Warren, Daniel, and the two women stood backlit by sundown. The rest of the group had been asked to leave until the trees became obscured by night; Daniel and the rest standing here wanted space for their talk and their decisions.
    A knife lay on a tree stump. Amber sunlight seemed to seal it.
    Daniel spoke: What it is that’s in front of you is a tool.
    Yes, Warren said.
    Yes, Amay said.
    Yes, said Rose.
    Daniel stepped forward and placed his palm over the blade.
    The reason we choose to use this tool——if this is the tool we think best——is to save ourselves from the danger, from the true and final threat.
    Yes, they said. Their affirmations necessary to proceed.
    The true and final threat being that of a true and final death. An eradication. A self-conscious burning of all possibility.
    They agreed.
    Rose, Daniel said. He held out his hand.
    Rose stepped forward. Warren noticed that, next to him, Amay was sweating. He wanted to laugh. He knew his laughter’s disaster. He kept closed.
    Daniel placed Rose’s hand on the knife.
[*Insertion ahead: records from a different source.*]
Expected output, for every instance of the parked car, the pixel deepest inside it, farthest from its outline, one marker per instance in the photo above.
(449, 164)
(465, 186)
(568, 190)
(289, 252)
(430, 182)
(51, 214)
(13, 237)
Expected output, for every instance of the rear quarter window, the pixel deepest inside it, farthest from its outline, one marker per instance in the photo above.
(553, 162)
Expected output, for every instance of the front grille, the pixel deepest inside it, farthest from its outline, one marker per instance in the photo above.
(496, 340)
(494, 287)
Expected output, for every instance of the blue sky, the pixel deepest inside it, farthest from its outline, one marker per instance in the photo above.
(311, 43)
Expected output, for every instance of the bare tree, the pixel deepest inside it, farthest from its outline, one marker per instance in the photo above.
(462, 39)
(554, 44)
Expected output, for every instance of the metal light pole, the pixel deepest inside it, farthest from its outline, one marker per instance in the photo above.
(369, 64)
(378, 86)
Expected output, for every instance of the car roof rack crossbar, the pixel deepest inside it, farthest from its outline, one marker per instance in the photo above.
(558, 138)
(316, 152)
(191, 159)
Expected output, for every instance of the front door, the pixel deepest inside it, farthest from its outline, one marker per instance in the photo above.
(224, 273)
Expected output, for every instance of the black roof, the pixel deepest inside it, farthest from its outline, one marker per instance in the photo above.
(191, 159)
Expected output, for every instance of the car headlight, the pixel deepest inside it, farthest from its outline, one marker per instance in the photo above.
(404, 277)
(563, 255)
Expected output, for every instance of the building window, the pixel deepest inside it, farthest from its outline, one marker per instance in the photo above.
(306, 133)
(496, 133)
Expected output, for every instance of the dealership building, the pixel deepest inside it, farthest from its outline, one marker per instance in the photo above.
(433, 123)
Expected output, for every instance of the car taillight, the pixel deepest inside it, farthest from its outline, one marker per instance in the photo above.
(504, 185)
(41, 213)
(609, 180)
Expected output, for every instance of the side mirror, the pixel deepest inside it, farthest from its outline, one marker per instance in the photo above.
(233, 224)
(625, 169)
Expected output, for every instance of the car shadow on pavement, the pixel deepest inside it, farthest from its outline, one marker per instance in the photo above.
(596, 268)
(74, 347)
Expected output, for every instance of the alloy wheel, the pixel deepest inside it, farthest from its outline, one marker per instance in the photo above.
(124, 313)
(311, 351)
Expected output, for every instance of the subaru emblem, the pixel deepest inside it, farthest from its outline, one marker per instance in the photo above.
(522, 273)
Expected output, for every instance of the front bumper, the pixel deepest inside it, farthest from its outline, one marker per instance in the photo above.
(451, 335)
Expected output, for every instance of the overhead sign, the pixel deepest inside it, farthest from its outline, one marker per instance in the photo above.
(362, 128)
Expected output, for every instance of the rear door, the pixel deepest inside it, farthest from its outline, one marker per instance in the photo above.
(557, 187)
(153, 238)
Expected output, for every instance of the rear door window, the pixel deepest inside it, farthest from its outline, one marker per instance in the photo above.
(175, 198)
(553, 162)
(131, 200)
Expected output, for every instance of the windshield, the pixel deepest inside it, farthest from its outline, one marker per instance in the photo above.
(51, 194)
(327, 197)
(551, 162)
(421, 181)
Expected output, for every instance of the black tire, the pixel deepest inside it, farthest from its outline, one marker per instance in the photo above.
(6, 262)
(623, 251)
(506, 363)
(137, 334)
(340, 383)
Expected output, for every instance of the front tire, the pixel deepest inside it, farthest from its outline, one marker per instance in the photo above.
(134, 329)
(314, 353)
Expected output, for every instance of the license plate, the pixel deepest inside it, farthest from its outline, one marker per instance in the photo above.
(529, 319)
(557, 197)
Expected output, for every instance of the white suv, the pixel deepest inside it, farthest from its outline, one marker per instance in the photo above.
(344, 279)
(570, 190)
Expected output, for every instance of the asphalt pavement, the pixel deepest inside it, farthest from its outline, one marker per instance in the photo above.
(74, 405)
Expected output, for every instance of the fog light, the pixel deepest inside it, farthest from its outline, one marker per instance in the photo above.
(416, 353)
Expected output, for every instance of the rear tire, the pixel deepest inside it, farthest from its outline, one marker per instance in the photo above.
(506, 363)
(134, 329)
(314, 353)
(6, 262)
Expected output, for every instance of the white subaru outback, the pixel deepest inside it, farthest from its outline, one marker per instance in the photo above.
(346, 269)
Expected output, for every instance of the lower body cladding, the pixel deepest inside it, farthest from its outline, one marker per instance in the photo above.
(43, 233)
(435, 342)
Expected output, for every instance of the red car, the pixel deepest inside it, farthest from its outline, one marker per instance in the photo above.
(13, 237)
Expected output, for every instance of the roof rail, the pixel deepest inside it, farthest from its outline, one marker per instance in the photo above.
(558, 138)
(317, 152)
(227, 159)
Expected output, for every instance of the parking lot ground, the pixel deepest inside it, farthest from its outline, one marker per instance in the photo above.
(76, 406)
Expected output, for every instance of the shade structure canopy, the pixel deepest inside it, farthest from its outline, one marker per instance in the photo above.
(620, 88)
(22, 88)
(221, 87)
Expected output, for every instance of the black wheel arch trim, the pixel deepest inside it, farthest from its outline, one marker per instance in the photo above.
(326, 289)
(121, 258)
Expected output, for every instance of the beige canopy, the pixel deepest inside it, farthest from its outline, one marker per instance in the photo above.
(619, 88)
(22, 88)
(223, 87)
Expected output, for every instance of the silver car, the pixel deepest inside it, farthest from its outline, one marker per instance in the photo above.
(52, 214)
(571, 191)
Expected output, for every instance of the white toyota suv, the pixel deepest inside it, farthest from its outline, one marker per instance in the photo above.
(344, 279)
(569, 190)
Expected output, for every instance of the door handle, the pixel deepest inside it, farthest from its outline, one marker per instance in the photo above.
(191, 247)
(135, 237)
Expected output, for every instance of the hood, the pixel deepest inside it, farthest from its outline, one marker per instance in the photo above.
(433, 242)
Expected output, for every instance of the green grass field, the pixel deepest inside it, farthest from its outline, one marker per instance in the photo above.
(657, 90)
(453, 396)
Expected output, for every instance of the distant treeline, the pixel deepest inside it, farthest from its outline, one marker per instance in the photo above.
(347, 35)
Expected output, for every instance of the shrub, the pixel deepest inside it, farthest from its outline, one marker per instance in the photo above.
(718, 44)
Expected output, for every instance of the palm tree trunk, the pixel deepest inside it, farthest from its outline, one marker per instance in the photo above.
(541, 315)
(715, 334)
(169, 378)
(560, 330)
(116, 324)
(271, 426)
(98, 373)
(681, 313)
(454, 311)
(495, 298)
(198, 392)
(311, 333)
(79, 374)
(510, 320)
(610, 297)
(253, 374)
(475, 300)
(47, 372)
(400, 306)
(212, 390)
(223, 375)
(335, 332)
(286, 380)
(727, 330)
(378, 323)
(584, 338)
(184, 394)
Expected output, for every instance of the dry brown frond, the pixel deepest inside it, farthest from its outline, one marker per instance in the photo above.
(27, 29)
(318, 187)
    Who do you respect, Rose?
    No one, she said. And so everyone yet to come.
    Do you respect yourself, Rose?
    A finger of wind found its way through the trees, birds cackling awake.
    Rose looked back at Amay. Warren watched Rose look, look for something else in what she saw, try to look past what was there. Which was just some body.
    I do, Rose said, returning to Daniel.
    Ready… Ready, Warren whispered. He felt very full of many things.
    Would you like to act now, Rose?
    Warren stepped forward, impelled. I am, Warren said. I’m here and completely present. Aimed. Aware of the weight. I——
    Warren. Daniel still knelt with her, begging someone to fulfill his wishes, to be voluptuous and defined by speed.
    It’s all here——the air——Warren jumped for the knife——
    Daniel pulled it back, Rose shouting, Daniel thrusting it out, out, a talisman.
    Don’t you fucking move, Daniel said, facing Warren.
    But it’s too late, Warren whispered. He looked at the knife, at Daniel’s admiration, at this pointed offering. He giggled.
    Daniel stepped back, arm locked. He looked into the copse.
    Quick footsteps through the woods——Warren had already felt them fly away, leap into the trees, become indefinite.
    I couldn’t be more here, Warren said, offering up his wrists.

                   [                                  ]

I’m surrounded by cacti because this is America’s desert. I think I’m looking at water but I know that’s only one of god’s jokes. Like existence itself. Yesterday I drank my own blood to relieve my thirst. Today I will let my body dry to dust so I can move over the earth like sediment slowly surviving the slide of shift. Praying for air so I can be displaced into too many pieces to ever again reach the totality of spirit. Dust sniff. The dead angel glide. Forgotten ritual. Fuck this body. I’m going to live forever by refusing to let my body exist. Like air or god I will be invisible.